Na cúpula do governo federal, uma operação para desmanchar um esquema que, suspeita-se, arrecadava altas cifras no superfaturamento de obras bilionárias em rodovias. Bem longe dos gabinetes, nas estradas, a população paga com vidas o preço da omissão. Somente neste mês, quando a presidente Dilma Rousseff (PT) começou a faxina que afastou 21 dirigentes do Departamento Nacional de Infraestrutura de Transportes (Dnit), pais e mães já choraram a perda de pelo menos 40 filhos em BRs que cortam Minas Gerais. Levantamento feito pelo Estado de Minas mostra que parte desses dramas poderia ter sido evitada, caso o departamento envolvido nas denúncias conseguisse executar sua missão de conservar as rodovias: em trechos de 10 estradas onde ocorreram acidentes há 16 editais de reforma e manutenção paralisados devido à crise no Ministério dos Transportes.

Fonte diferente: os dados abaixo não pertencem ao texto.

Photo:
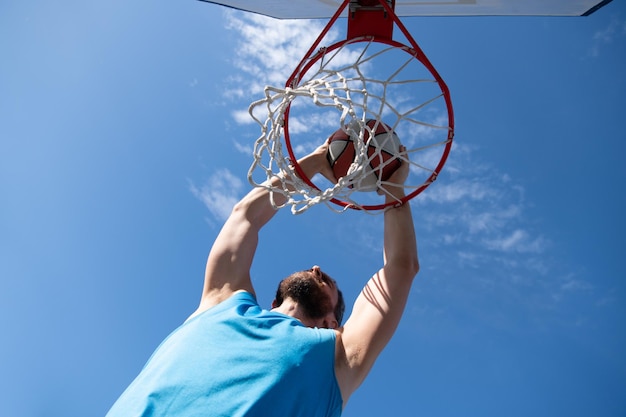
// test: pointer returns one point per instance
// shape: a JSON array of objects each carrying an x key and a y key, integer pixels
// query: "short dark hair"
[{"x": 312, "y": 310}]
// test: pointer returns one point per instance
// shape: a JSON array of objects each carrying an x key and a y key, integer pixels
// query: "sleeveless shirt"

A turbulência que apenas agravou a ineficiência histórica do Dnit explodiu justamente em julho, mês de férias escolares, em que os cidadãos mais precisam da malha rodoviária, pela qual pagam impostos, e tradicionalmente um período sangrento nas estradas. Hoje, com o fim do período de folga, milhares de famílias cumprirão a via-crúcis da volta para casa, expostas ao risco de engrossar a estatística da violência. Segundo a Polícia Rodoviária Federal (PRF), em julho do ano passado, 107 pessoas morreram nas BRs em Minas, estado que concentra a maior malha viária do país, com 273,1 mil quilômetros. Em 2009, também ocorreram 107 mortes no período.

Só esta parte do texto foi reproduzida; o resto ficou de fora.